In either case I'll echo the user recommending Mastering emacs.


Don't forget to check out the MELPA (melpa.org) repository, which has a staggering array of packages for Emacs. If people do something on computers, chances are someone does it in Emacs and there's a package on MELPA to support it.

Also, the road to Emacs proficiency will be a journey, and you'll want to think about Emacs as something you'll gradually tinker with and tweak to get to a set up and understanding that is satisfying. It's not shiny nor whiz-bang by any means, but path through the learning curve can be extremely rewarding.


Thanks for that link, very useful for me to be able to find that stuff in one place. I want to treat my software development more like I do with physical hobbies and start to learn to use advanced-yet-powerful tools that are well-made. VSCode is perfectly fine, but I see it as something that won't last long in one form, constantly changing things for the flavor of the year tech.


I second the suggestion to start off with org mode. You get a low stakes note taking utility to use while getting comfortable with emacs. From there spread out to learn other features at your own pace.


I moved from VSCode to Emacs with the help of Doom Emacs. You can check it out online. It’s a distribution and configuration management solution.

Generally people like to recommend writing your config from scratch but that didn’t work for me.

It comes with pretty much all you requested out of the box.

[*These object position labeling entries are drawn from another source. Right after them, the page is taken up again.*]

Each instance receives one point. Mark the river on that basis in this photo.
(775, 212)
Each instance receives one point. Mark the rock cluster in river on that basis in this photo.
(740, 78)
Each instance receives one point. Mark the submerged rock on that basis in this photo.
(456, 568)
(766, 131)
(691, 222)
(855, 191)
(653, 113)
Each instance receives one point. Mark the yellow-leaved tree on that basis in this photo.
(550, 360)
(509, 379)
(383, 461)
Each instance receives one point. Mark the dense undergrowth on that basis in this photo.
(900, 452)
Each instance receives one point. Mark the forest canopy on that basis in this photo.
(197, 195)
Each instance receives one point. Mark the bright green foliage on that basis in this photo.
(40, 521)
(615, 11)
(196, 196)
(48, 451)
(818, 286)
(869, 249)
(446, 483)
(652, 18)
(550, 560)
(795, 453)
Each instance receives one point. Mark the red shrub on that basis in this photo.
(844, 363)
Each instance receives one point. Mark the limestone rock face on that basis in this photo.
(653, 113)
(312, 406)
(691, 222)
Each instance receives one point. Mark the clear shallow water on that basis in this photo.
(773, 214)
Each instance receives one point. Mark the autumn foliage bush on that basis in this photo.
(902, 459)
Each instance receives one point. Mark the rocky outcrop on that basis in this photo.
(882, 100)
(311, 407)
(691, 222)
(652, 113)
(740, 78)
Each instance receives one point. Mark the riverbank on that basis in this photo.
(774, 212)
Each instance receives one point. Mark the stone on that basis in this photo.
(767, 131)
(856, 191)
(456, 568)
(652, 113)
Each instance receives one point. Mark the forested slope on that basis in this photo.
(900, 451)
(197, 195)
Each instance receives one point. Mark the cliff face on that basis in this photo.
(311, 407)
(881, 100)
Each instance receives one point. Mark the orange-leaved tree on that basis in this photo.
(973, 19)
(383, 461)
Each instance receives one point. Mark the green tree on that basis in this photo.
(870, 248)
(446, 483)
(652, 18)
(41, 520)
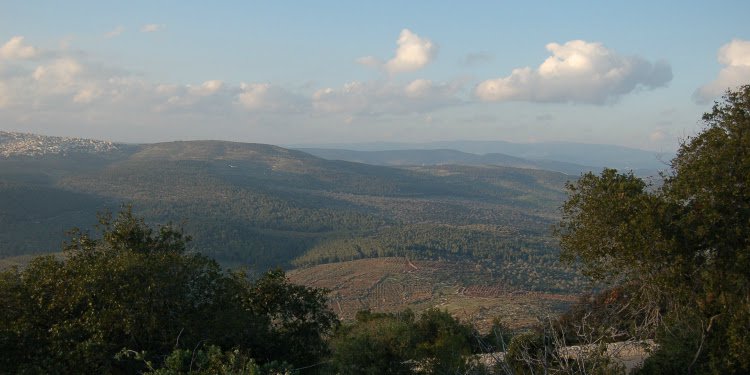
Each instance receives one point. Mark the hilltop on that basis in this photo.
(264, 206)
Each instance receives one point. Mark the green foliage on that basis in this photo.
(138, 288)
(263, 206)
(379, 343)
(686, 243)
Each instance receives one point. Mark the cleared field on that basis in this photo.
(464, 289)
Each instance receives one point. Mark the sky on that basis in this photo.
(630, 73)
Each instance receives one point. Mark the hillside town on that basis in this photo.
(34, 145)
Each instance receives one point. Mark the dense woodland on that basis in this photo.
(263, 206)
(133, 298)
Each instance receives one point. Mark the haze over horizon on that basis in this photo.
(635, 74)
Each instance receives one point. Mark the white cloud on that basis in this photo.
(152, 28)
(264, 97)
(379, 98)
(370, 61)
(577, 71)
(477, 58)
(58, 75)
(117, 31)
(15, 49)
(207, 88)
(413, 53)
(735, 55)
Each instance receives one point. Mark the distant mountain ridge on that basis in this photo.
(563, 154)
(265, 206)
(403, 158)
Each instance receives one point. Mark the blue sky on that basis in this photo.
(632, 73)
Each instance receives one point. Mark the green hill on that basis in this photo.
(265, 206)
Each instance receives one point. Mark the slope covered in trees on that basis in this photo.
(681, 251)
(265, 206)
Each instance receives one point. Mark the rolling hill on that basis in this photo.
(265, 206)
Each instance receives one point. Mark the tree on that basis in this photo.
(684, 246)
(137, 288)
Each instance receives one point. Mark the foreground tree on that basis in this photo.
(683, 248)
(137, 289)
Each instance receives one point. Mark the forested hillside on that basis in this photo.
(266, 206)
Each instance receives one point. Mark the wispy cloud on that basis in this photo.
(117, 31)
(580, 72)
(413, 53)
(477, 58)
(152, 28)
(16, 49)
(735, 56)
(377, 98)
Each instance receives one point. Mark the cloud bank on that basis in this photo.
(578, 72)
(413, 53)
(15, 49)
(735, 56)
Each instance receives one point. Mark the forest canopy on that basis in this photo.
(682, 248)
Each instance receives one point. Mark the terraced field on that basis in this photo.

One thing I liked more than with the default Emacs setup is that I could “activate” support for a Language just by un-commenting a line in the well organized config.


Ooh, thanks! That sounds like something that will help me. I tend to do better when I can get something running like someone else has done in the past, then slowly tweak things as I learn more about it. My current VSCode setup and all my dotfiles have been slowly cribbed and edited from various sources who knew more than me about those things.


Seconded, Doom Emacs is such a huge QoL improvement over the DYI solution with a basic Emacs.

(I did use the upstream vanilla Emacs, but the pain of LSP support, etc. etc. was just too much until I tried Doom Emacs... and suddenly Emacs is usable again!)


I used doom and spacemacs for many years before writing my own config from scratch.


Not exactly what you’re asking for, but check some articles and videos about org-mode. There’s a chance you’ll get hooked on it and the following learning will be much easier because damn, it’s worth all the pain. Well, at least that was my case.


This is an incredibly underutilized idea. It still feels like there's ample room for interoperability in the realm of "I write a short piece of code for someone I'm working with, and then they take it and use it for something else" in a way that could be very specific to one project.

I'd venture to say that essentially no one thinks like this, but there's no good reason they shouldn't?


Isn't that what package managers in programming languages do? E.g. if I write a "left pad" library and put it on npm, then it can compose into someone elses program and left pad their strings.


One could argue that Emacs is a lisp VM specialized for text edition, and in that sense does only one thing and does it well.